WOODSTOCK – Standing alone just outside the south doors of Woodstock High School, Jesus Rodriguez held a cellphone to his ear with one hand, a blue cap and tassel dangling from the other.
He was about 25 minutes shy of the ceremony that would mark his transition from student to graduate, and he was phoning a classmate to catch up with him before the pomp and circumstance.
“I’m kind of scared,” the 18-year-old said when asked about the momentous occasion. “I’m going to leave high school forever, go on to my ‘big’ life, be on my own, get a job.”
Rodriguez, as well as the 217 other members of his class, embarked on their post-high school journeys after a sweltering but nonetheless inspiring ceremony Sunday afternoon.
Proud grandmother Coletta Baumann of Pingree Grove was among the many relatives and friends there to witness it all.
“We’re here [representing] four generations,” said Baumann, grandmother of 17-year-old graduate Crystal Micek.
Baumann noted that along with her were Micek’s mother, Angel Cole; stepdad, Kevin Cole; great-grandmother, Delores Coughlin; and more.
“I’m gonna cry,” Baumann said. “I’m gonna cry.”
Sitting behind Baumann on the bleachers, two dozen dark pink roses at her side, Angel Cole already was dabbing her eyes with tissue before the graduates entered the James M. Shipley Memorial Gym, perhaps for the last time.

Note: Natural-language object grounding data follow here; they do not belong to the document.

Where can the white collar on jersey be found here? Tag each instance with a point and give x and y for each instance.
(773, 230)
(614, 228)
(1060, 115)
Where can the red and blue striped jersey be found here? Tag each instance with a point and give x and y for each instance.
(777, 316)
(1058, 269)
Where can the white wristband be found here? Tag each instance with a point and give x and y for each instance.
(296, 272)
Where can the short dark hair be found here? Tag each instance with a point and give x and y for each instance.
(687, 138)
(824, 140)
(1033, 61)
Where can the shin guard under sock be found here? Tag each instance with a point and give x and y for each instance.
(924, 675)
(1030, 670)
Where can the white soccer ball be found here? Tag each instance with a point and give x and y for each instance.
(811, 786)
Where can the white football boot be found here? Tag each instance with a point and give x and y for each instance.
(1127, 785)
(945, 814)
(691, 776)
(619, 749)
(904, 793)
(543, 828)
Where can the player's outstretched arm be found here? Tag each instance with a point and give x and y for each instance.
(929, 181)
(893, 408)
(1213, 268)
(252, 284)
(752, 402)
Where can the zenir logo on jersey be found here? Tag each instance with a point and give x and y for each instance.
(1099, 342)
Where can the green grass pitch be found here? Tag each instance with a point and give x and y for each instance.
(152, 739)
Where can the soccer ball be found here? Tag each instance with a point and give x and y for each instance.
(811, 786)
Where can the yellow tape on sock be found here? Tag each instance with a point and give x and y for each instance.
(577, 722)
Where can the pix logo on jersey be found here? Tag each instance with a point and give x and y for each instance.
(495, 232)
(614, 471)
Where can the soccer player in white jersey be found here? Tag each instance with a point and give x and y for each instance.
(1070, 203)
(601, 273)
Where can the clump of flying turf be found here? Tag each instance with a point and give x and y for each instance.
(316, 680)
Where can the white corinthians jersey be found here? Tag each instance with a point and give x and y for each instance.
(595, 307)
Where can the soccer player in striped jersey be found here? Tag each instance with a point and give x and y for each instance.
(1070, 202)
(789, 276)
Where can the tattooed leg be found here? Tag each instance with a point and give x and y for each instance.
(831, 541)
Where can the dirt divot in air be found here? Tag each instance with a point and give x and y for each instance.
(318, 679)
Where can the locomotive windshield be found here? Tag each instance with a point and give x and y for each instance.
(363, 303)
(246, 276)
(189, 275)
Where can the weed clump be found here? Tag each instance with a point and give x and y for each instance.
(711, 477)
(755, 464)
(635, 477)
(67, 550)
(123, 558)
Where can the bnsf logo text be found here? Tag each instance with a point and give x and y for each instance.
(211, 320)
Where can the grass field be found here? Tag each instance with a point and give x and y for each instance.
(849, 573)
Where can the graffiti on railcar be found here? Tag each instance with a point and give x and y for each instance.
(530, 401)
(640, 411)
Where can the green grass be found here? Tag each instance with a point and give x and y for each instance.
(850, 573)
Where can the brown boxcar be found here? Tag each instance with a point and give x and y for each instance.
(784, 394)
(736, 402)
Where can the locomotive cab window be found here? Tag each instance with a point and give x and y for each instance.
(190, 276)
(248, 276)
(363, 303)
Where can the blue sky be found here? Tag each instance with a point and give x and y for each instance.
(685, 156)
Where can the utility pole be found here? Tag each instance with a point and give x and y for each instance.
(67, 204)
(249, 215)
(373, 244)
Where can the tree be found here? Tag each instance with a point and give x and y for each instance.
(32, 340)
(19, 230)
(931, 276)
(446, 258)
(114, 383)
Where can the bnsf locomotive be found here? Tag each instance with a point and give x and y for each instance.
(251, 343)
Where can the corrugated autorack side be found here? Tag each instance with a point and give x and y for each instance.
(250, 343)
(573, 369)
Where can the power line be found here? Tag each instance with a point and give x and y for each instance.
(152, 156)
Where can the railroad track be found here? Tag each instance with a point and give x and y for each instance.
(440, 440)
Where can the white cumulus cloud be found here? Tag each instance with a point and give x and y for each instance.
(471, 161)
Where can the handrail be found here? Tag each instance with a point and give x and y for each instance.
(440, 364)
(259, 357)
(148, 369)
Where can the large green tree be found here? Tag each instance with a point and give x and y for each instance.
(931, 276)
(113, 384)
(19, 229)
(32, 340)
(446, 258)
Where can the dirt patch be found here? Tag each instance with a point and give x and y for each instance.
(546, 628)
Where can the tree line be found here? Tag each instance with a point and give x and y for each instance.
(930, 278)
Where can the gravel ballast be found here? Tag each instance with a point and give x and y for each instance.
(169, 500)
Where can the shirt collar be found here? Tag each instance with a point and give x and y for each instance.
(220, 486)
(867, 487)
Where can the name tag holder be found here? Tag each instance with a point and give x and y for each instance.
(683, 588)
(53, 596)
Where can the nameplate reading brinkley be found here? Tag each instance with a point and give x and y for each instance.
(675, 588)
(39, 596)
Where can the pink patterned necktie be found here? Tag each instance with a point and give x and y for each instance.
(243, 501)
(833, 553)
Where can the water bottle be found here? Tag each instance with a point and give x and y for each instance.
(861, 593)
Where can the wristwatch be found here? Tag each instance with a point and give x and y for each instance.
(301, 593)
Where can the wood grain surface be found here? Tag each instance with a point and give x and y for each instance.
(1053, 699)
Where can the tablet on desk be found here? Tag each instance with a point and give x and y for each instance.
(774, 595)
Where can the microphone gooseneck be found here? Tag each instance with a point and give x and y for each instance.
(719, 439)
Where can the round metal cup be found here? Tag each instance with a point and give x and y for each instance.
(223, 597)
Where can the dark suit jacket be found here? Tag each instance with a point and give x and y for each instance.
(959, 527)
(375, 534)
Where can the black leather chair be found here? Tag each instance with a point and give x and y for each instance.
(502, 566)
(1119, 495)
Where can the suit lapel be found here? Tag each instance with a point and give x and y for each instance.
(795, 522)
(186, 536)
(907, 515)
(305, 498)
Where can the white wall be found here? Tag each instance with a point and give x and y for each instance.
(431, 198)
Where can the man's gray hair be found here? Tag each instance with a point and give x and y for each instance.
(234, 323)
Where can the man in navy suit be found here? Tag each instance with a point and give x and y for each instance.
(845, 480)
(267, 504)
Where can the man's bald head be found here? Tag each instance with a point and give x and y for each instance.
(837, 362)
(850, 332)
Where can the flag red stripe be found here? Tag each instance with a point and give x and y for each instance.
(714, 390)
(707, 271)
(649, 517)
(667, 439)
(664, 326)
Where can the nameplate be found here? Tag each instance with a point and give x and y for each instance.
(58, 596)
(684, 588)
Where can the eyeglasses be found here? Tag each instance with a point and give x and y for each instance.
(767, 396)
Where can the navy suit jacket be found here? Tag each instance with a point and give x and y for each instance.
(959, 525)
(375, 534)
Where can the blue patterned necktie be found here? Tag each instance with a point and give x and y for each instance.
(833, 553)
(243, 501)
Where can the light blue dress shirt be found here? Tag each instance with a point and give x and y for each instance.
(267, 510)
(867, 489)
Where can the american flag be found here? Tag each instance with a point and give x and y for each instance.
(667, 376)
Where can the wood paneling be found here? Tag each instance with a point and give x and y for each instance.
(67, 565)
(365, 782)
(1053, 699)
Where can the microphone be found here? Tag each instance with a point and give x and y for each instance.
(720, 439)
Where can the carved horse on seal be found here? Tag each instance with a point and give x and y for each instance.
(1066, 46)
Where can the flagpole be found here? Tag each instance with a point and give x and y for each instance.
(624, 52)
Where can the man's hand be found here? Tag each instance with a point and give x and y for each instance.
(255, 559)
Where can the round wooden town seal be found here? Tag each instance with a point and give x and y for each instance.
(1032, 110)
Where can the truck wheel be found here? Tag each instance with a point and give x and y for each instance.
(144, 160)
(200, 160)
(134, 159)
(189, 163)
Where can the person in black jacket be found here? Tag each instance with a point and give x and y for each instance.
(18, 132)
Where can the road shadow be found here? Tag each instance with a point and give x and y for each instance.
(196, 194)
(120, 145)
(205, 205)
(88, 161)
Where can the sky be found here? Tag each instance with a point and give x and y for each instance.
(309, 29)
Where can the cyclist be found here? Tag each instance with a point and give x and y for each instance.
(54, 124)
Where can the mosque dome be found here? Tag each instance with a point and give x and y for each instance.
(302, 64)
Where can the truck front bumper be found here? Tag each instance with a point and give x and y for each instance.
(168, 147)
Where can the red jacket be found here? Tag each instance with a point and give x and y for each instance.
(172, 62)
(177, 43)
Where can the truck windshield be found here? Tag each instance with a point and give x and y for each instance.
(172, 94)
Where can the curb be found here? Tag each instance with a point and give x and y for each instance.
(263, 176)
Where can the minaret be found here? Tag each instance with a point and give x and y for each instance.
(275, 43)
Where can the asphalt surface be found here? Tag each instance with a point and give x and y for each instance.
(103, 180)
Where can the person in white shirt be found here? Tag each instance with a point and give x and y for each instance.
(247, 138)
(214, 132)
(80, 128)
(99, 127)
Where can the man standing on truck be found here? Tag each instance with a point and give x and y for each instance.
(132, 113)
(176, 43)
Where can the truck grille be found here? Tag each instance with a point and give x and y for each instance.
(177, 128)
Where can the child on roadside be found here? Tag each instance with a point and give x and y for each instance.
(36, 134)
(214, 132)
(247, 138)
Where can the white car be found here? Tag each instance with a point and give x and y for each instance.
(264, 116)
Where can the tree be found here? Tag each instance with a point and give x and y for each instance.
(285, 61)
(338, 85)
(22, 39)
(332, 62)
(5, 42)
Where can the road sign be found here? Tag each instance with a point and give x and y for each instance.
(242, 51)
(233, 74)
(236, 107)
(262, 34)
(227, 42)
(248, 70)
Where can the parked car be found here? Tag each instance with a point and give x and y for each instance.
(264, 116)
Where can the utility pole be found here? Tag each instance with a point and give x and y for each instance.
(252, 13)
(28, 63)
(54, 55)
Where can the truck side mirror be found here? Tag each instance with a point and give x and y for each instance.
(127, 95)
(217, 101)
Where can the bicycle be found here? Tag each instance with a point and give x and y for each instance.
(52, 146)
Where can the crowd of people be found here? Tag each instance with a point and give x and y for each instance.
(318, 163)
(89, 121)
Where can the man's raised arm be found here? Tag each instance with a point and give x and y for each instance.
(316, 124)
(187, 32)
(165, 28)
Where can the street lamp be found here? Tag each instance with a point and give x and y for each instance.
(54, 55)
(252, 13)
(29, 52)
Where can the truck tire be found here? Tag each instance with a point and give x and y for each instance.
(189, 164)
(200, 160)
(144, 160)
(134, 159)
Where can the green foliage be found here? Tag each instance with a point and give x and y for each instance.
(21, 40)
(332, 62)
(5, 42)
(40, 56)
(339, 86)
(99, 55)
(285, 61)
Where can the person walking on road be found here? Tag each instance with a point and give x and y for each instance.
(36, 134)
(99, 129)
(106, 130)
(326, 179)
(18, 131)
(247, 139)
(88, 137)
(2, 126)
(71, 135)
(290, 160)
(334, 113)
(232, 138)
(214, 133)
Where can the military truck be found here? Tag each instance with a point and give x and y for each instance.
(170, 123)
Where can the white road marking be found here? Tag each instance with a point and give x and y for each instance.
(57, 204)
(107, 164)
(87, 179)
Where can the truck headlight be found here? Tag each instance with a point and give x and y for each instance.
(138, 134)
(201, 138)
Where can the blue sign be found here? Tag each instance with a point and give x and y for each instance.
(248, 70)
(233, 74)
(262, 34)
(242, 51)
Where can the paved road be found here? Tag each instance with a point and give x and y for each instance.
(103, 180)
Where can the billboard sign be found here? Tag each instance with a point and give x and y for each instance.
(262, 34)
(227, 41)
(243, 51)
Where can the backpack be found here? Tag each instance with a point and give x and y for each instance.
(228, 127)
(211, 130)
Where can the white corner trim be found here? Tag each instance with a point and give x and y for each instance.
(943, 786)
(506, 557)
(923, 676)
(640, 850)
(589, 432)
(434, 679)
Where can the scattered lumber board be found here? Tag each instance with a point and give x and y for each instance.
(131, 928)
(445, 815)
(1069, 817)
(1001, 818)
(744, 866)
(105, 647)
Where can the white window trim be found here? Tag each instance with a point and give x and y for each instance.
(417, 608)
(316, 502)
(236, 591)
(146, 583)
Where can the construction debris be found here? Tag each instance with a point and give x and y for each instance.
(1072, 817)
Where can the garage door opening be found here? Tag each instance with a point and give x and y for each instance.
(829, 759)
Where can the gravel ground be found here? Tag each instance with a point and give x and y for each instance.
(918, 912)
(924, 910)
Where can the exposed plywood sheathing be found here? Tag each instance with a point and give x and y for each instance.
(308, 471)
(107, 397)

Soon they all were listening as Class of 2013 co-President Hannah Elizabeth Little said she hoped her classmates would find and live in their element.
“When people are in their element, they connect with something fundamental to their sense of identity, purpose and well-being," she said, quoting from “The Element,” by Sir Ken Robinson. "Time passes differently, and they are more alive, more centered and more vibrant than at any other time.”
Valedictorian Grant Jacob Stec said the class is prepared for whatever lies ahead.
“As we leave the school today, know that over the next few years, our experiences in high school will be an incredible asset both inside and outside of the classroom,” he said.
Class co-President Samantha McLaughlin used movies as her muse, wrapping her dialogue with a friendly admonition.
“Unlike Hollywood, our lives get only one take,” she said. “So write your own script and perform all your own stunts. It won’t matter if you make mistakes. The bloopers always end up being the funniest part."